In a briefing to board members, L.A. Unified's chief financial officer Megan Reilly noted implementing the plan will take more time, more work and board approval.

Though Reilly offered few specifics of what this "realignment" would involve, she said district officials "have had discussions with the California Department of Education and they have given us explicit guidance on how to do this."

"So we feel comfortable," she added, "in our first step."

The activists who sought the state Department of Education's help in first place are likely to be skeptical of L.A. Unified's solution. The Community Coalition of South L.A. brought the complaint in the first place because it felt the district was abusing the spirit, if not the letter of the state's Local Control Funding Formula, or the LCFF.
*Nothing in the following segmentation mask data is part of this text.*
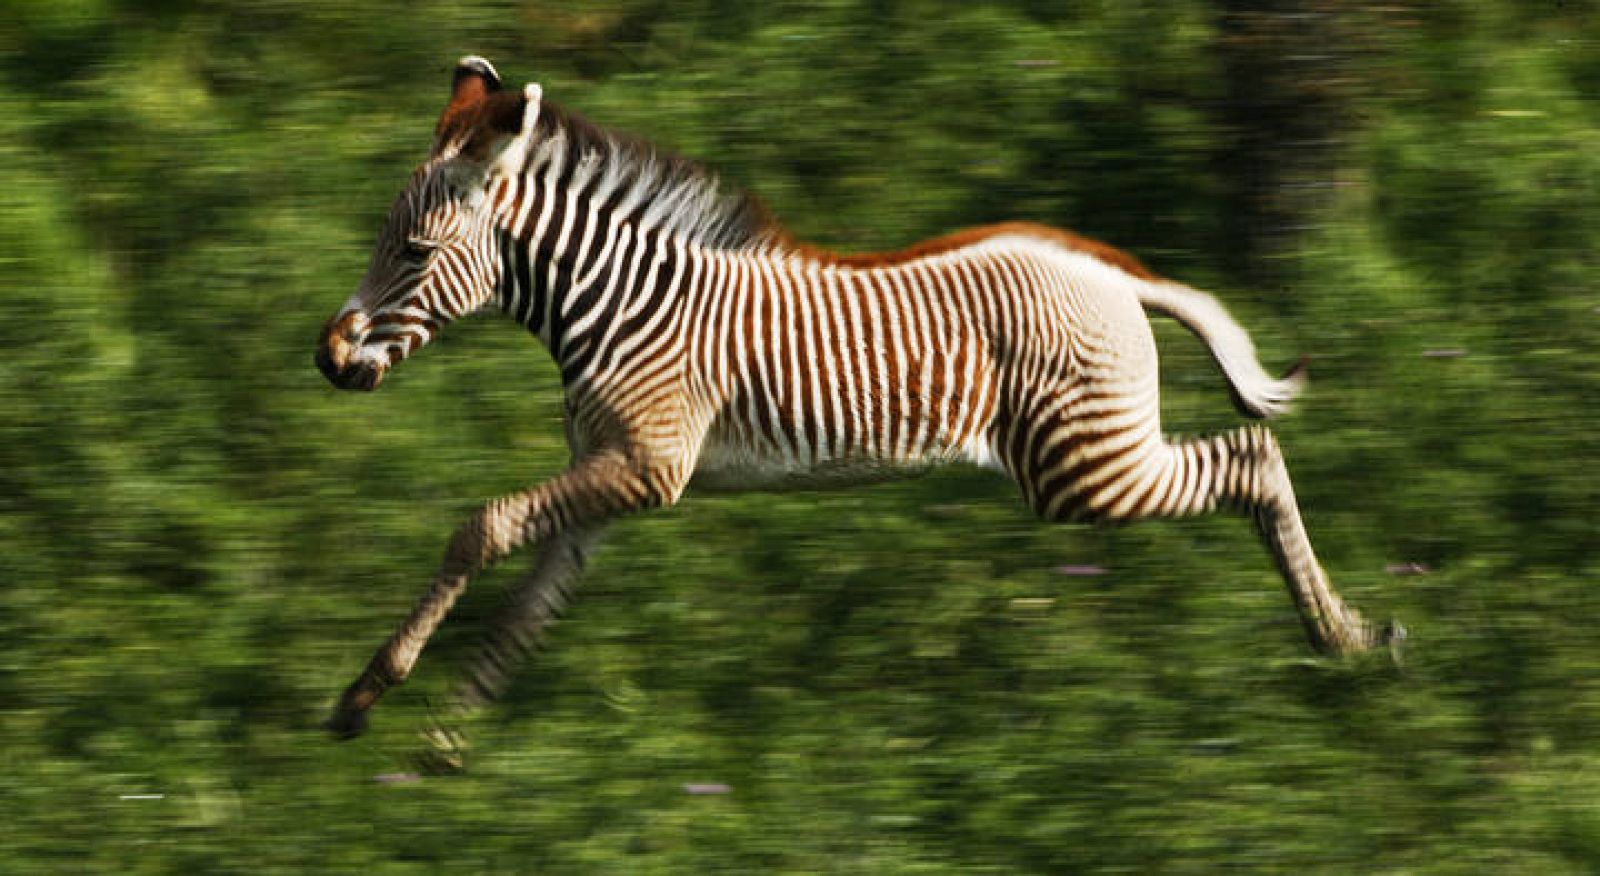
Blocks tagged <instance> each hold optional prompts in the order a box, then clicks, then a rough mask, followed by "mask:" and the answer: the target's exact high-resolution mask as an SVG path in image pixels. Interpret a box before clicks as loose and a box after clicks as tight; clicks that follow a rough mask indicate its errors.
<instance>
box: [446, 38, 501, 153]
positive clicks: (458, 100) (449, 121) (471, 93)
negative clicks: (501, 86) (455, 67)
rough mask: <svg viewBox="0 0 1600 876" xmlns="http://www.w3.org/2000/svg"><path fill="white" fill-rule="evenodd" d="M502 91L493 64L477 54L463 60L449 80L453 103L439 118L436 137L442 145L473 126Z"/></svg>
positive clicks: (453, 138)
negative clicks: (488, 105) (484, 110)
mask: <svg viewBox="0 0 1600 876" xmlns="http://www.w3.org/2000/svg"><path fill="white" fill-rule="evenodd" d="M499 91H501V82H499V74H498V72H494V64H490V62H488V59H483V58H478V56H475V54H469V56H467V58H462V59H461V61H458V62H456V72H454V74H451V77H450V102H448V104H445V112H442V113H440V115H438V125H437V126H435V128H434V134H435V136H438V137H440V142H445V141H450V139H456V137H459V136H461V134H462V133H464V131H466V129H469V128H470V126H472V123H474V121H475V118H477V115H478V113H480V110H482V109H483V106H485V104H486V102H488V99H490V98H493V96H494V94H498V93H499Z"/></svg>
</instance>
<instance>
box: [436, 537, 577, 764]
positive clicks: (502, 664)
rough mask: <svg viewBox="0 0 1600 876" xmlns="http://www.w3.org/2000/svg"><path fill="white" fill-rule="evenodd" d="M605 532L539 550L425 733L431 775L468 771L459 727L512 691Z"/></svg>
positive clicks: (560, 610) (515, 586) (495, 619)
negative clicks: (517, 669) (512, 687)
mask: <svg viewBox="0 0 1600 876" xmlns="http://www.w3.org/2000/svg"><path fill="white" fill-rule="evenodd" d="M600 532H602V528H598V526H595V528H586V529H574V531H568V532H562V534H558V536H555V537H552V539H550V540H547V542H546V544H544V545H542V547H541V548H539V555H538V556H536V558H534V563H533V569H530V571H528V574H526V575H525V577H523V579H522V580H520V582H517V585H515V587H512V590H510V591H509V593H507V599H506V604H504V607H501V611H499V612H498V614H496V615H494V617H493V619H491V620H490V628H488V631H486V633H485V635H483V641H482V644H480V646H478V654H477V657H475V659H474V660H472V663H469V665H467V670H466V676H464V678H462V679H461V681H459V683H458V684H456V687H454V691H451V694H450V700H448V705H446V711H445V713H443V715H438V716H435V718H434V719H432V721H430V724H429V727H427V729H424V731H422V739H424V740H427V745H429V747H427V750H424V751H422V753H419V755H418V759H419V766H422V767H424V769H426V770H427V772H454V770H459V769H461V767H462V758H464V751H466V742H464V739H462V735H461V734H459V732H458V729H456V724H459V723H461V721H462V719H464V718H469V716H472V715H474V713H475V711H478V710H480V708H485V707H488V705H491V703H493V702H494V700H498V699H499V697H501V694H504V692H506V687H509V686H510V679H512V675H515V671H517V667H518V665H522V662H523V660H525V659H526V657H528V654H530V652H531V651H533V649H534V647H536V646H539V644H541V643H542V641H544V631H546V628H549V627H550V623H552V622H555V620H557V619H558V617H560V614H562V611H563V609H565V607H566V604H568V603H570V601H571V595H573V587H574V585H576V583H578V579H579V575H582V571H584V564H586V561H587V559H589V555H590V553H592V550H594V547H595V542H598V540H600Z"/></svg>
The activists essentially accuse the district of using the influx of LCFF cash — intended to help low-income kids, foster children and English learners — to essentially backfill and cover its special education costs. Special education students are not one of the populations LCFF targets for more funding; the state funds special education through a separate law.

L.A. Unified argued that, practically speaking, there's significant overlap between the populations: 79 percent of the district's special education students are also low-income, foster kids or English learners.

In June, state officials ruled L.A. Unified had not adequately justified why it included $450 million special education costs as benefiting English learners, low-income students and foster kids.

But while that ruling gave activists reason to celebrate, state officials didn't totally side with them either. In a follow-up letter in June, state schools superintendent Tom Torlakson clarified the district "may be able to justify counting a significant portion of the $450 million or it may be able to identify … other expenditures" that help LCFF's targeted groups.

Hence the "realignment" exercise district officials are undertaking.

UC Berkeley education professor Bruce Fuller said there are some reasons to hope L.A. Unified's plan to comply with the state's decision will actually improve the services available for low-income, homeless or foster kids. But he also worries parts of the plan hinge on an "accounting trick."

"How much is this new money going to the targeted kids," Fuller wondered in an interview earlier this month, "versus how much is it just accounting shifts on money that was already being spent on these kids, but they discovered, ‘Oh, we should’ve added this to the [total] to begin with?’"

"That," he added, "is where this gets hazy fast."

But L.A. Unified attorney Gregory McNair said the financial report made public at the board's December meeting doesn't show the detail and depth involved in the district's efforts to find a solution.

"What we’ve done," he said, "is look at the program and said, ‘We’re going to change these programs so they are more directly targeted and refine them so the targeting is even more refined'" to serve low-income students, English learners and foster kids.

"This is absolutely not an accounting game," McNair added.

In order to implement the solution, the district will have to change its Local Control Accountability Plan, a document required by state law that goes through a months-long review process involving outside stakeholders leading up to a final vote of the school board in June 2017.